Maria Joseph Franz Anton Raphael Ritz, nicknamed Alpen-Raphael or Walliser-Raphael (17 January 1829, in Brig, Canton of Valais – 11 April 1894, in Sion) was a Swiss genre and landscape painter, associated with the Düsseldorf School.

== Biography ==
He was the second of four children born to Lorenz Justin Ritz, a church and portrait painter, and his wife Josefa-Klara. In 1839, they moved from Brig to Sion and his mother died in 1842. He received his first drawing lessons from his father. From 1851 to 1853, he studied with his uncle, Heinrich Kaiser, who was also a church and portrait painter.

His father was displeased with his interest in landscape painting and, as he had also expressed an interest in science during his secondary education, it was suggested that he pursue that course, rather than art. However, he came in contact with the Nazarene painters Paul von Deschwanden and Theodor von Deschwanden (1826–1861) and, on the basis of their advice, enrolled at the Kunstakademie Düsseldorf. He was there from 1853 to 1856. His instructors included Heinrich Mücke, Karl Ferdinand Sohn, Friedrich Wilhelm Schadow and Theodor Hildebrandt.

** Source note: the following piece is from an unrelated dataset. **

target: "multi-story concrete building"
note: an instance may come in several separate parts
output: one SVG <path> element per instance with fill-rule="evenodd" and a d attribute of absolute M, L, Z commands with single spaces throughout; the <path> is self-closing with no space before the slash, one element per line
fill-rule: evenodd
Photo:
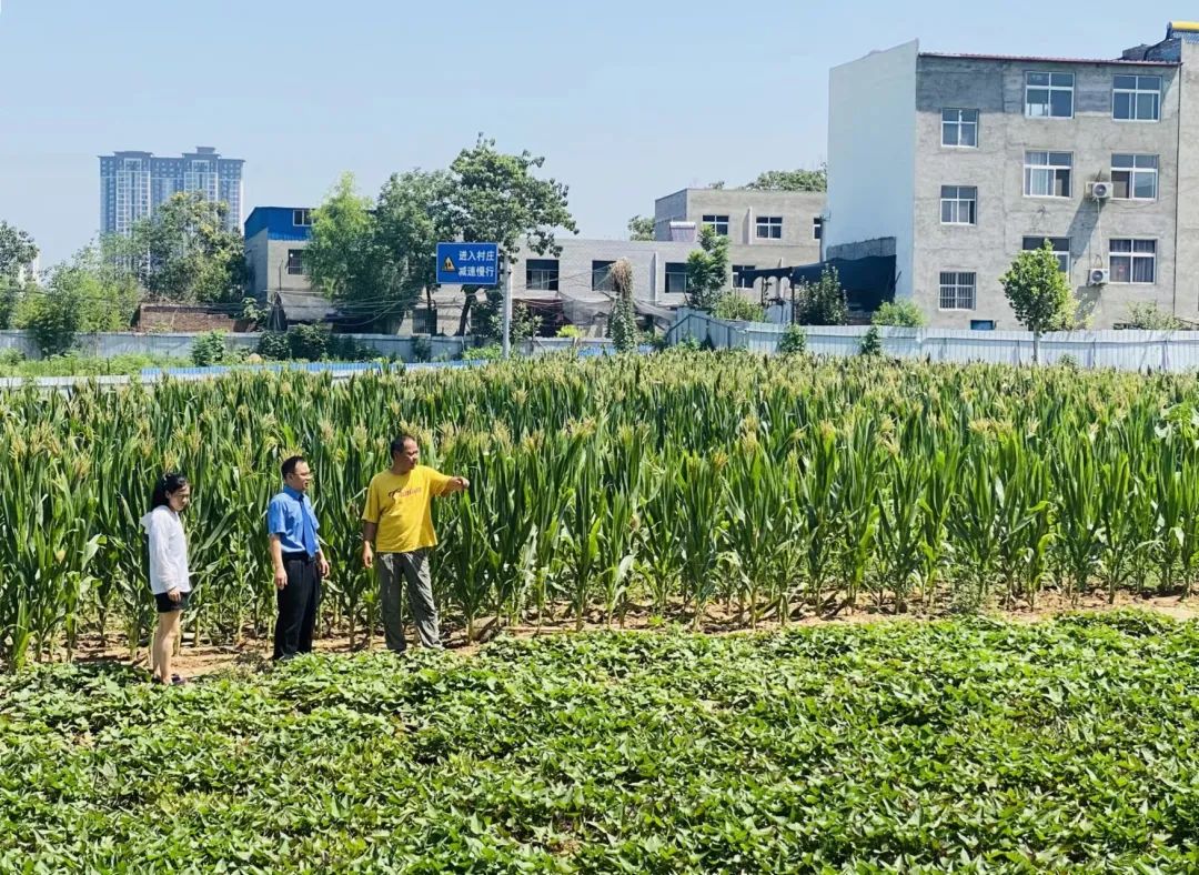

After 1860, he worked in the studios of Rudolf Jordan, who introduced him to genre painting with folk life motifs. In 1862, he had his first major success when one of his works was purchased by Kaiser Wilhelm I at an exhibition in Brussels. This enabled him to open his own studio in Düsseldorf. He was only there for a year, however, when his father's worsening health forced him to return home and assist with the creation of several altarpieces. After returning to Düsseldorf, he fell ill himself and decided to go back to Sion permanently.

In the following years, he not only painted, but also wrote numerous works on biology, geology, archaeology and folklore. Many of these writings were published in the yearbooks of the Schweizer Alpen-Club, of which he was a member. In 1874, he stayed at a spa in Albisbrunn where he met and married Caroline Nördlinger, the daughter of an engineer from Tübingen. They had five children, including the mathematician and physicist, Walther Ritz. He was later involved in the creation of the Swiss National Museum and was a member of several groups devoted to historical preservation.

An unspecified illness began to afflict him in 1889 and it led to his death in 1894.